In Pandora FMS architecture, servers are the core of the system because they are the recipients of bundles of information. They also generate monitoring alerts. It is possible to have different modular configurations for the servers: several servers for very big systems, or just a single server. Servers are also responsible for inserting the gathered data into Pandora's database. It is possible to have several Pandora Servers connected to a single Database. Different servers are used for different kind of monitoring: remote monitoring, WMI monitoring, SNMP and other network monitoring, inventory recollection, etc. Highly scalable (up to 2000 nodes with one single server), completely web-driven and a multitenant interface. It has a very flexible ACL system and a lot of graphical reports and user-defined control screens.

Servers are developed in Perl and work on any platform that has the required modules. Pandora was originally developed for

=== Web console ===

Pandora's user interface allows people to operate and manage the monitoring system. It is developed in PHP and depends on a database and a web server.
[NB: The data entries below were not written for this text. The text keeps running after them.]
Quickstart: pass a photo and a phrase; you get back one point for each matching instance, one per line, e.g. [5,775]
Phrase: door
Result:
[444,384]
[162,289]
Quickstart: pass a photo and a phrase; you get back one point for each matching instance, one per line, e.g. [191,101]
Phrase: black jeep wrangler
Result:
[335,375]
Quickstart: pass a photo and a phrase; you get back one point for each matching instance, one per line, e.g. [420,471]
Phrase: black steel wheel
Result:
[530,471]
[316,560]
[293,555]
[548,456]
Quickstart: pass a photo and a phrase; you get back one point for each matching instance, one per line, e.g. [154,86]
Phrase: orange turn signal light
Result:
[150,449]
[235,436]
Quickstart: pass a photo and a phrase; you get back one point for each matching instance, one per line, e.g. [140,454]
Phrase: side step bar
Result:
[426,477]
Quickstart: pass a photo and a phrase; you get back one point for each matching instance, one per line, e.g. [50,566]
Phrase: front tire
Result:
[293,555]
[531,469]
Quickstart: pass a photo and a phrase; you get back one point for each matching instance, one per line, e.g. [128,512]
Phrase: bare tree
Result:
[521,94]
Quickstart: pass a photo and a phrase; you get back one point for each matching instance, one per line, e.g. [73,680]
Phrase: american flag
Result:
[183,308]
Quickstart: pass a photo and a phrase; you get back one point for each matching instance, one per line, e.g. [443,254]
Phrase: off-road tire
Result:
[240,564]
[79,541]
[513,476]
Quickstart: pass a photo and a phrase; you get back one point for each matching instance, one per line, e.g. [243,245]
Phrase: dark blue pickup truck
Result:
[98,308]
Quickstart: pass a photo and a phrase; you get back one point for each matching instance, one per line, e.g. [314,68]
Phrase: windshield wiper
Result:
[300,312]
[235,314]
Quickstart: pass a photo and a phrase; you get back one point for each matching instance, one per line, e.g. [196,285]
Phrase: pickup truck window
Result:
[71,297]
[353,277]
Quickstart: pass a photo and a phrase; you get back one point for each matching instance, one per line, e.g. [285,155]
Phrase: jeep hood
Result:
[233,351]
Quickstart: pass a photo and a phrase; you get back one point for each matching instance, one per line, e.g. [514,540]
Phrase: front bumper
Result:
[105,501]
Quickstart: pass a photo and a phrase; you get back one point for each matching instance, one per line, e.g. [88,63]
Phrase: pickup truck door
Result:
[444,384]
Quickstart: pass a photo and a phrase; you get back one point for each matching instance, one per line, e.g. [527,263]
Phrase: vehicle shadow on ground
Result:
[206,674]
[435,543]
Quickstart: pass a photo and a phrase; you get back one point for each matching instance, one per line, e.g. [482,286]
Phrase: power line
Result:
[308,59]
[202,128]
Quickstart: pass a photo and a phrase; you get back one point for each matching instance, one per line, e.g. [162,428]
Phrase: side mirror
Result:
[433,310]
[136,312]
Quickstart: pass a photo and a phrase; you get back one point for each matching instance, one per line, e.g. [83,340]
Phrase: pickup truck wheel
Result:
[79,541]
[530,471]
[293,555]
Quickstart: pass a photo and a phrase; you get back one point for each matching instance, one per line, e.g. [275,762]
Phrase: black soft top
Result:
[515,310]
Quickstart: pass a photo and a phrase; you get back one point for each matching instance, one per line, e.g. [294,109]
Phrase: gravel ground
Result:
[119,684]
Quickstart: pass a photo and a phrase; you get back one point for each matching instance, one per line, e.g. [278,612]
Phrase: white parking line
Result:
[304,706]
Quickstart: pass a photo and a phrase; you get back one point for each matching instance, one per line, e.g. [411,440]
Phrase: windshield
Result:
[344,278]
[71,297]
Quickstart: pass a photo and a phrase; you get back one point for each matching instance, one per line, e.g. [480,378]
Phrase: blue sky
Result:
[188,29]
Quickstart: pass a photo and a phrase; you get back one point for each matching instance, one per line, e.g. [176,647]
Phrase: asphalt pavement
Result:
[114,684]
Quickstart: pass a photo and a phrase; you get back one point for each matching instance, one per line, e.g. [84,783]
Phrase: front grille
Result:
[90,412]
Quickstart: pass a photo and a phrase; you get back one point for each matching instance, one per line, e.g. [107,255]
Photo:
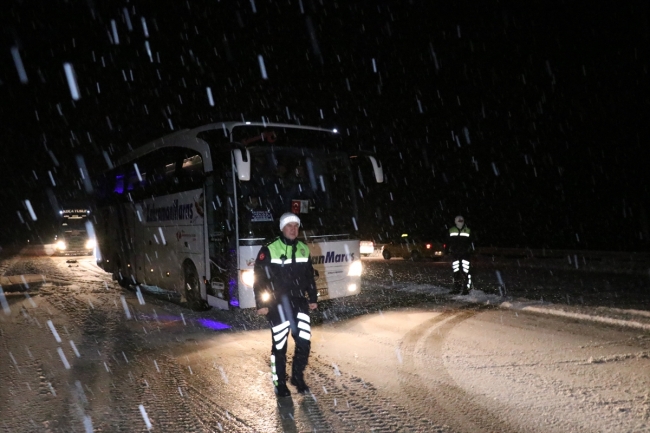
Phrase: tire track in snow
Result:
[435,392]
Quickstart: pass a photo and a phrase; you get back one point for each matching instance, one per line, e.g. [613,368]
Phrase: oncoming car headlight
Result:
[248,277]
[355,269]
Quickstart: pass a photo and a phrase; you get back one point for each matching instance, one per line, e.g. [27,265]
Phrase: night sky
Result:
[529,118]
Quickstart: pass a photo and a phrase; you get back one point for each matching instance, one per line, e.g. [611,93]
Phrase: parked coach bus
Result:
[188,212]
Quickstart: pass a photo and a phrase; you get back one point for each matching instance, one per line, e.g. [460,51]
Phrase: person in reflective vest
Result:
[460,248]
[285,292]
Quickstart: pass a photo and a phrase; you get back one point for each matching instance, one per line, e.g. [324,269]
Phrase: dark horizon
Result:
[526,119]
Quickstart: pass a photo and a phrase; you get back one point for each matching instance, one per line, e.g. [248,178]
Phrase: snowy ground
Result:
[78,353]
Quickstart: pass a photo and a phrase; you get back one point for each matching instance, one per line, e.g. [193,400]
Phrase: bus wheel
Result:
[193,288]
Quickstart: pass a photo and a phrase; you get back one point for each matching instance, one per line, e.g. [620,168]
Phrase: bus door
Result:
[222,285]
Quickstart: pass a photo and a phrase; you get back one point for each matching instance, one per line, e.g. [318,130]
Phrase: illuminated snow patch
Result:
[213,324]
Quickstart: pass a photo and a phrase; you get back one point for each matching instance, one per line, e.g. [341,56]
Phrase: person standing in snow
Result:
[285,292]
[460,248]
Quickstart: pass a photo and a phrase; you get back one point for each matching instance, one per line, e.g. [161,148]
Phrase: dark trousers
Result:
[460,265]
[289,316]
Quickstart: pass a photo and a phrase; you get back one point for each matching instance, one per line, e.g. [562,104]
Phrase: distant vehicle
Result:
[189,212]
[73,237]
[412,248]
[366,248]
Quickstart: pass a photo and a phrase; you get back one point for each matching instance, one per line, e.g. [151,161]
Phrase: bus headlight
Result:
[248,277]
[355,269]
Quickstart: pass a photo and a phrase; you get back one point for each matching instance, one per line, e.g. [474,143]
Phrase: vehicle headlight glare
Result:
[355,269]
[248,277]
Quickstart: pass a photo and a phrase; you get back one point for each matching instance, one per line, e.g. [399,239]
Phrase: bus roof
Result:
[188,138]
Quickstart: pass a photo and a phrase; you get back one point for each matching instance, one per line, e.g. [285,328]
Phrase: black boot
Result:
[281,390]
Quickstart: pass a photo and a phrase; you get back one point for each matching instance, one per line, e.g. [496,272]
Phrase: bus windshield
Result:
[315,184]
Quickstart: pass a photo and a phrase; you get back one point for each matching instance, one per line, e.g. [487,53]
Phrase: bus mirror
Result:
[378,169]
[243,163]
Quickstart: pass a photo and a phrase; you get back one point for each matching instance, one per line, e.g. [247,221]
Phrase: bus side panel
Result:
[332,261]
[170,233]
[108,238]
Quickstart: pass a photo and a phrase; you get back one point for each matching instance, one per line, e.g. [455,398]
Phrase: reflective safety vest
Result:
[282,253]
[459,240]
[283,269]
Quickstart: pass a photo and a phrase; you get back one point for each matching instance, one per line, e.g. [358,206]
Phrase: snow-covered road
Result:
[78,353]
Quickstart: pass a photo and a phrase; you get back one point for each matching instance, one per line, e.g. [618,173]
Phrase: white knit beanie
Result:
[288,218]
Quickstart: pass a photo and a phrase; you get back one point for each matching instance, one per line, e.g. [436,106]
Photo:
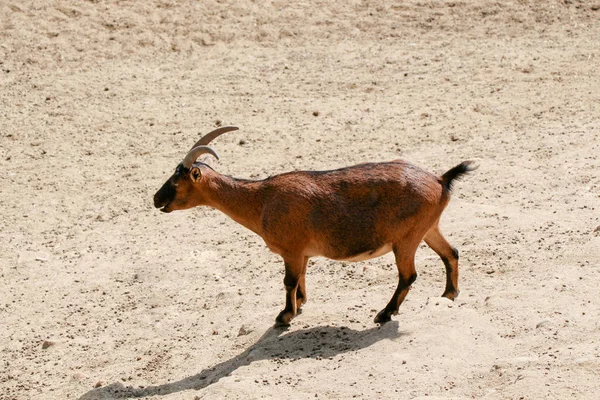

It can work in a wide range of platforms: Linux, Solaris, Windows, AIX and others. Several web consoles can be deployed in the same system if required. Web Console has multiples choices, in example SNMP monitoring.

=== Agents ===

Agents are daemons or services that can monitor any numeric parameter, Boolean status, string or numerical incremental data and/or condition. They can be developed in any language (as Shellscript, WSH, Perl or C). They run on any type of platform (Microsoft, AIX, Solaris, Linux, IPSO, Mac OS or FreeBSD), also SAP, because the agents can communicate with the Pandora FMS Servers to send data in XML using SSH, FTP, NFS, Tentacle (protocol) or any data transfer means.
=== Database ===

The database module is the core module of Pandora. All the information of the system resides here. For example, all data gathered by agents, configuration defined by administrator, events, incidents, audit info, etc. are stored in the database. At present, MySQL database and MariaDB database is supported. Oracle support has been added in 6.0 release.

== Software appliances ==

Pandora FMS has a software appliance based on a customized CentOS Linux, installable on CD, comes ready to use (including a live CD) or ready to install to hard disk.

It have also an AMI Appliance based on Amazon AWS.

A Docker image is also available at Docker Hub.